Generalized Contrastive Learning for Universal Multimodal Retrieval
Jungsoo Lee, Janghoon Cho, Hyojin Park, Munawar Hayat, Kyuwoong Hwang, Fatih Porikli, Sungha Choi
TL;DR
This work tackles the modality gap in universal multimodal retrieval by introducing Generalized Contrastive Learning (GCL), a loss that jointly contrasts image ($i$), text ($t$), and fused ($it$) embeddings within each mini-batch to learn a unified representation space. GCL leverages off-the-shelf image-caption data and defines a six-way modality pairing with a normalization over $6N$, enabling retrieval across all modality combinations without expensive triplet datasets.

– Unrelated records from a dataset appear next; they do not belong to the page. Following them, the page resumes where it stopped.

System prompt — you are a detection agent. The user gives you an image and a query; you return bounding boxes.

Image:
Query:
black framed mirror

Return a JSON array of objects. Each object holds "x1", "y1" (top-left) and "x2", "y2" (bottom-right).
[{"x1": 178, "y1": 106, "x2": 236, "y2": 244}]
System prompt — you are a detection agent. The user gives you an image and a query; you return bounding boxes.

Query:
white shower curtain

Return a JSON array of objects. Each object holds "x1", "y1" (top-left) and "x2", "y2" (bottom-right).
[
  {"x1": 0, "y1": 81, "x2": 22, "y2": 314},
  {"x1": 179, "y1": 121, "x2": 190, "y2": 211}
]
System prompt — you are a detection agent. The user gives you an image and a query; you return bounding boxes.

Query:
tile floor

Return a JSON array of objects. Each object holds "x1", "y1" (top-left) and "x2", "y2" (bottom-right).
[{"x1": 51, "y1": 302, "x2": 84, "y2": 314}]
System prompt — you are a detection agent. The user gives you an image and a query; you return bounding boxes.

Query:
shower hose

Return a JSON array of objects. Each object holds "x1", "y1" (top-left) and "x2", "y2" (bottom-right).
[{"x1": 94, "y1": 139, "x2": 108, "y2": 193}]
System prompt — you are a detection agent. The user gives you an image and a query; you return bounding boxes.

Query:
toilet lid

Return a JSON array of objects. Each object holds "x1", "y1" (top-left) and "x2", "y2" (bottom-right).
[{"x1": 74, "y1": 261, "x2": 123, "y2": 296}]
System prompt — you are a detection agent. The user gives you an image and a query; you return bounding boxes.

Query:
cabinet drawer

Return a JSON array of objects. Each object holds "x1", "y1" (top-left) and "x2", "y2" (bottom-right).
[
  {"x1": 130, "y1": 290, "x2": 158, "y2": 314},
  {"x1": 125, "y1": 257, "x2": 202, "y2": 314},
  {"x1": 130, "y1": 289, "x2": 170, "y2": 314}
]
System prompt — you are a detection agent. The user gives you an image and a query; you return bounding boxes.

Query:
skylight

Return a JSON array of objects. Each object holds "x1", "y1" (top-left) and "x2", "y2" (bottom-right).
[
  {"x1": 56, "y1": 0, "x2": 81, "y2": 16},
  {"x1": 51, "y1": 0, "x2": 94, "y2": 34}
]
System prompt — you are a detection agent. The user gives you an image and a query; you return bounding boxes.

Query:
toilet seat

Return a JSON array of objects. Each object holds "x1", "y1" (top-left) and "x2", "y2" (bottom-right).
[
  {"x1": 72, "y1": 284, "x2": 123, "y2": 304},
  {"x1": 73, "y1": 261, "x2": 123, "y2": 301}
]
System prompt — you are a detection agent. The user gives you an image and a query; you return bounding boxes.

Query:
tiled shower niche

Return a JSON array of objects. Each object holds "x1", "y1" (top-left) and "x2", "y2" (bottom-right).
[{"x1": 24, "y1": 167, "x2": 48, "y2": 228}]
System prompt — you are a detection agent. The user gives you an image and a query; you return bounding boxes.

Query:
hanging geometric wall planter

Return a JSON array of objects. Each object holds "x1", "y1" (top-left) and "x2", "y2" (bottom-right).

Empirical results show consistent improvements across diverse backbones (VISTA, CLIP, TinyCLIP) and benchmarks (M-BEIR, MMEB, CoVR), including gains in zero-shot settings and for lightweight models. The approach reduces reliance on curated datasets while delivering robust performance across image-only, text-only, and fused retrieval tasks, with potential for future integration into multimodal large language models and information-driven generation.
Abstract
Despite their consistent performance improvements, cross-modal retrieval models (e.g., CLIP) show degraded performances with retrieving keys composed of fused image-text modality (e.g., Wikipedia pages with both images and text). To address this critical challenge, multimodal retrieval has been recently explored to develop a unified single retrieval model capable of retrieving keys across diverse modality combinations. A common approach involves constructing new composed sets of image-text triplets (e.g., retrieving a pair of image and text given a query image). However, such an approach requires careful curation to ensure the dataset quality and fails to generalize to unseen modality combinations. To overcome these limitations, this paper proposes Generalized Contrastive Learning (GCL), a novel loss formulation that improves multimodal retrieval performance without the burdensome need for new dataset curation. Specifically, GCL operates by enforcing contrastive learning across all modalities within a mini-batch, utilizing existing image-caption paired datasets to learn a unified representation space. We demonstrate the effectiveness of GCL by showing consistent performance improvements on off-the-shelf multimodal retrieval models (e.g., VISTA, CLIP, and TinyCLIP) using the M-BEIR, MMEB, and CoVR benchmarks.